Rio Tinto boss Jean-Sebastien Jacques and two senior executives will exit the company after an investor revolt over the destruction of the ancient Juukan Gorge rock shelters in Western Australia.

Mr Jacques, iron ore boss Chris Salisbury and corporate affairs boss Simone Niven will all depart the company within the next year.

The mining giant said the departure was by “mutual agreement”.

“What happened at Juukan was wrong and we are determined to ensure that the destruction of a heritage site of such exceptional archaeological and cultural significance never occurs again at a Rio Tinto operation,” Rio Tinto chairman Simon Thompson said.

“We are also determined to regain the trust of the Puutu Kunti Kurrama and Pinikura people and other Traditional Owners.”

The Rio board had initially ruled that financial penalties were sufficient for the three executives, stripping $7 million from their 2020 bonuses.

Today’s decision follows months of escalating pressure from Aboriginal groups, shareholders and government officials after Rio Tinto blew up caves in the Pilbara region which had significant importance to the traditional owners of the land in May.

The mining giant had approval for the blast but subsequent evidence indicated the traditional owners did not provide informed consent.
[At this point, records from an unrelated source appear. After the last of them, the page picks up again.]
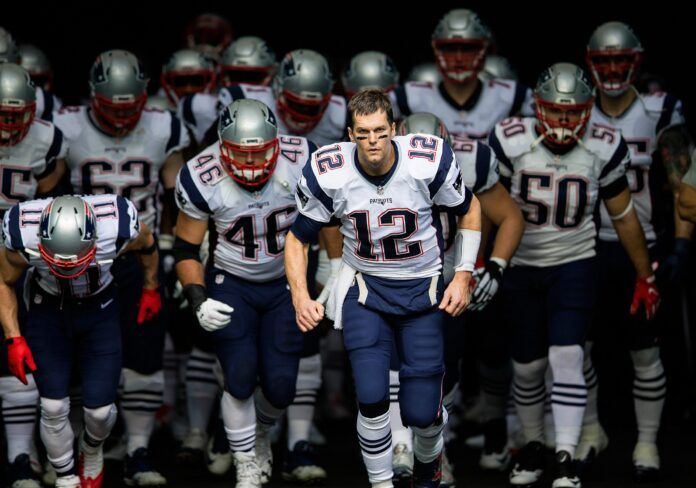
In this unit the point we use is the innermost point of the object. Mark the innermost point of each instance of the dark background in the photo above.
(532, 35)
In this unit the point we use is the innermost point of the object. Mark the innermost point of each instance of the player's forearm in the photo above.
(687, 202)
(633, 240)
(683, 229)
(333, 241)
(472, 219)
(508, 237)
(8, 311)
(296, 266)
(190, 272)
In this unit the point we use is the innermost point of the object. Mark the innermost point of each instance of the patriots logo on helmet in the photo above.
(289, 66)
(303, 198)
(225, 118)
(458, 184)
(181, 198)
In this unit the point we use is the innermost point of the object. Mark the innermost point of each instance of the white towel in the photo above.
(334, 305)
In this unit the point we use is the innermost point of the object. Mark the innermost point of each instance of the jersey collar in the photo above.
(470, 102)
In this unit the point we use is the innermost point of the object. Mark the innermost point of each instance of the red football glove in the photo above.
(646, 294)
(18, 353)
(150, 304)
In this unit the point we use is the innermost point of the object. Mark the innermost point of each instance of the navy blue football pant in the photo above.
(75, 335)
(551, 306)
(370, 336)
(143, 345)
(262, 344)
(617, 282)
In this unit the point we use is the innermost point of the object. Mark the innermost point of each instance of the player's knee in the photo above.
(420, 401)
(54, 413)
(645, 358)
(279, 390)
(568, 358)
(374, 410)
(530, 372)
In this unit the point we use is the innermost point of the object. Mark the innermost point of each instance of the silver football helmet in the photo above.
(460, 42)
(614, 54)
(423, 123)
(425, 72)
(564, 101)
(248, 60)
(187, 72)
(68, 236)
(8, 48)
(248, 136)
(34, 60)
(210, 34)
(118, 91)
(17, 103)
(302, 89)
(370, 69)
(497, 67)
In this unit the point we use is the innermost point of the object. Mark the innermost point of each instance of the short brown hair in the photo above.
(367, 102)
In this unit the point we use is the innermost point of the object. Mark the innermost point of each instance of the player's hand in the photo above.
(646, 294)
(457, 294)
(18, 353)
(334, 266)
(486, 281)
(214, 315)
(308, 313)
(149, 306)
(671, 269)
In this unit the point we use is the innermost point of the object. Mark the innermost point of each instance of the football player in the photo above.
(32, 156)
(558, 167)
(70, 243)
(467, 105)
(35, 61)
(208, 33)
(389, 291)
(117, 146)
(248, 60)
(47, 104)
(370, 69)
(479, 169)
(187, 72)
(650, 124)
(245, 183)
(687, 195)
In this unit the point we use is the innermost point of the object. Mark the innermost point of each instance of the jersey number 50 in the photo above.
(570, 199)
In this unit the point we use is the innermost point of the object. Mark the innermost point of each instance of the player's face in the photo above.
(373, 134)
(557, 117)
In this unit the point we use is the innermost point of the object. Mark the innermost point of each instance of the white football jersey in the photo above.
(117, 225)
(493, 101)
(34, 157)
(479, 168)
(47, 104)
(388, 229)
(558, 193)
(641, 126)
(129, 166)
(251, 226)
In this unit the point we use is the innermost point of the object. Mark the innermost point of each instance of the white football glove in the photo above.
(335, 265)
(487, 280)
(214, 315)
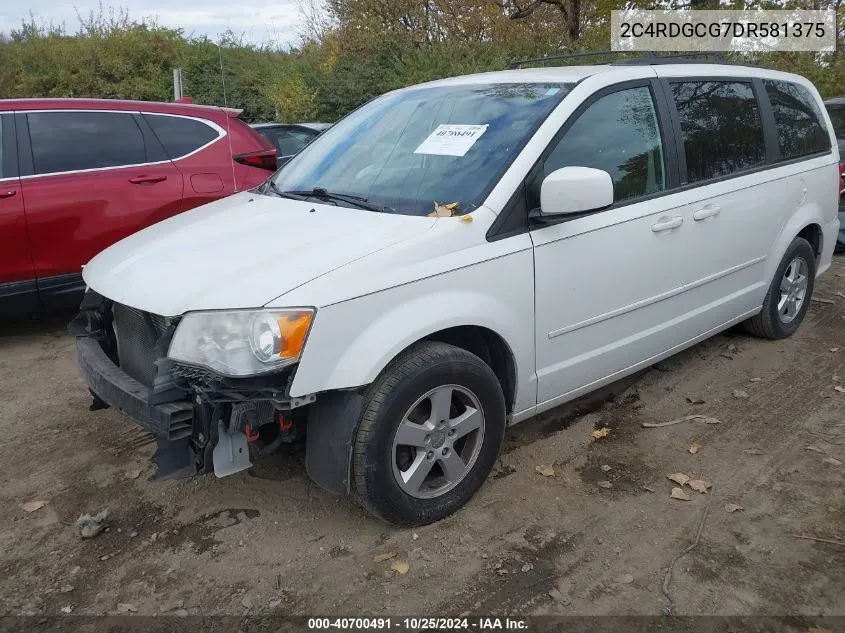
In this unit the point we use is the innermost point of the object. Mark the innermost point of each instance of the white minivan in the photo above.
(459, 256)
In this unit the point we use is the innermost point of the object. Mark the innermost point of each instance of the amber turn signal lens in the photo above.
(294, 328)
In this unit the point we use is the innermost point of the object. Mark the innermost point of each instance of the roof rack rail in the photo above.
(644, 58)
(682, 58)
(558, 58)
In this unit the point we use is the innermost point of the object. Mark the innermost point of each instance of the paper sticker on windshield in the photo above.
(451, 140)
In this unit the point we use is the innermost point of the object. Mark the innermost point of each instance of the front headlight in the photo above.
(242, 342)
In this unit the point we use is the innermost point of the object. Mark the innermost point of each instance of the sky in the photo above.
(259, 21)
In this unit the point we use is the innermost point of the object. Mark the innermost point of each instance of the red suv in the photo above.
(77, 175)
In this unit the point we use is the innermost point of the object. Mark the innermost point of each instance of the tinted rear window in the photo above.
(837, 117)
(721, 127)
(180, 135)
(70, 141)
(288, 141)
(798, 118)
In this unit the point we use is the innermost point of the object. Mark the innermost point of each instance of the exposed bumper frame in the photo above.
(171, 420)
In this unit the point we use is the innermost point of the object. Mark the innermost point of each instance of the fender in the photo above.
(353, 341)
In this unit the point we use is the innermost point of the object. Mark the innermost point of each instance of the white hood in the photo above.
(240, 252)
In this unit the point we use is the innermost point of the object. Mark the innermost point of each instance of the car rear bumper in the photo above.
(171, 420)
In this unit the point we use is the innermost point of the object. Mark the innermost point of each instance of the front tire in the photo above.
(429, 435)
(789, 294)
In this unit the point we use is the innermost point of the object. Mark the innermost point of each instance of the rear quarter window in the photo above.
(798, 119)
(721, 126)
(180, 135)
(73, 141)
(837, 117)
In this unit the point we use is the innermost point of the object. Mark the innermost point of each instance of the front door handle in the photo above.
(146, 180)
(667, 224)
(709, 211)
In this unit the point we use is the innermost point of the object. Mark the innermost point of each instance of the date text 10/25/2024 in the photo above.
(480, 624)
Rio has admitted overlooking key information about the cultural significance of the sites and not informing the PKKP that it had examined other options for expanding its mine that did not involve damaging the rock shelters.

Rio has faced significant investor backlash over the blast, which allowed it to extract an additional $US135 million ($A188 million) worth of high-grade iron ore.

Members of a Senate committee are expected next month to visit PKKP country as they continue to examine the incident.

It’s understood the committee wants to meet with PKKP representatives before recalling Rio to give further evidence.